J’ai un faible pour ces arbres solitaires et dégingandés qui me rappellent quelqu’un.

Soudain, ils sont la au loin.. je vais vers eux. Je ne pourrai pas les franchir… peut etre une autre fois…

Vous ne pouvez pas imaginer combien je pense a vous tous ! Je vois vos sourires. J’entends vos voix. Il me faut bien des heures de marche tranquille pour passer un moment avec chacun de vous.

Le chemin trace son chemin entre les herbes hautes du printemps, détrempées par la rosee.
Eloquent
Petite devinette.. a vous de completer

Parfois les rencontres viennent interrompre mes rêveries. Je continue a parler le plus souvent anglais. Ce matin c’était une hollandaise qui promenait ses animaux.

Me voila arrivee dans un petit village de nulle part avec son petit marche a un etal. Ce sera parfais pour un break bien mérité après presque trois heures de marche.

Au soleil, tranquille, nulle envie d’etre ailleurs. Un banc a l’ombre, face a moi la fontaine.. les hirondelles passent, le pain est delicieux, le fromage « goutu » mes premières fraises achetées tout a l’heure. que demander de plus.. ?

Je vous souhaite de connaitre de tels moments de satisfaction pleines et simples.

Tellement francais ..
J’adore .. nostalgie quand tu nous prends !
Pas très limpide, vous ne trouvez pas ??
Qu’il est beau mon Saviem !

Et c’est reparti après cette pause dinatoire. La température monte a des hauteurs imprévues.. environ 30 degrés, soit environ 25 degrés d’écart entre petit matin et ce début d’après midi.

Je commence a faire moins la fière. Les pieds étouffent dans leurs chaussures. Je module mon rythme selon la pente et ma fatigue.

Pour corser un peu l’affaire, je suis maintenant seule sur le chemin écrasé de soleil et plus aucune barres rouge et blanches. Depuis ce matin ca sent un peu le pèlerin négligé !

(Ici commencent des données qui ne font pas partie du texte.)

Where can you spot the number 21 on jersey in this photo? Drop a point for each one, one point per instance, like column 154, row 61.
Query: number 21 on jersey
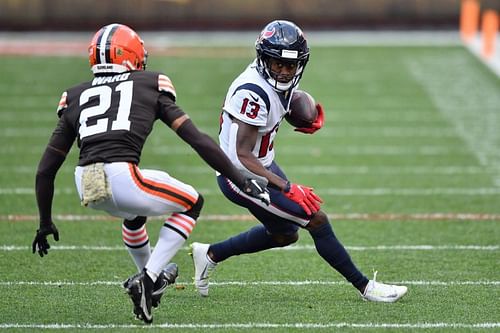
column 104, row 93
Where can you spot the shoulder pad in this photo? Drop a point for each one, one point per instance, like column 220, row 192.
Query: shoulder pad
column 62, row 104
column 165, row 85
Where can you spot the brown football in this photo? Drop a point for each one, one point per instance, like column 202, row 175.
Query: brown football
column 302, row 110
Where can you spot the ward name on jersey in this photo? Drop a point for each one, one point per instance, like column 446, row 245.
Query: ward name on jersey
column 111, row 116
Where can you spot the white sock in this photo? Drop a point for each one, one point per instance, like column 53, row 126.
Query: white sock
column 173, row 234
column 138, row 246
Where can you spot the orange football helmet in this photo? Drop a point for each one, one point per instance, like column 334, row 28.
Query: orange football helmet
column 116, row 48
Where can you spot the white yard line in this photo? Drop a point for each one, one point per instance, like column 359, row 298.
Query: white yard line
column 13, row 248
column 246, row 217
column 252, row 283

J’entre dans une foret… soudain, une chapelle, un cimetière et des pèlerins… mes choix aux intersections furent bons et je rejoins le ( mini) flot de pèlerins.

J’aime ces petites chapelles si humbles et tranquilles. Je ferai ma « Pâque » ici, un long moment avec vous.

Et c’est reparti dans le four du mois d’avril. Vivement l’étable ! la vie de pèlerine a ses hauts et ses bas.. il faut bien l’avouer. Je suis dans un bas, obligée de m’arrêter pour sortir piteusement mon nécessaire a pieds-voulant-se-fâcher-style-ampoules.

Mes envolées lyriques sont loins. Les pieds sur terre, voila tout.

Distraction au milieu des vignes : une exposition de photos dans des vignes. J’en oublie mes petites contrariétés et mes pensées se déchaînent.

En cette époque « jeuniste »… franchement, regardez ces portraits. La jeunesse doit se vêtir pour raconter une histoire.. le visage du vieux raconte tant d’histoires qu’il n’y a besoin de rien de plus.

Enfin Nogaro apparait..ville de circuit auto-moto Paul Armagnac . Un bruit de fond …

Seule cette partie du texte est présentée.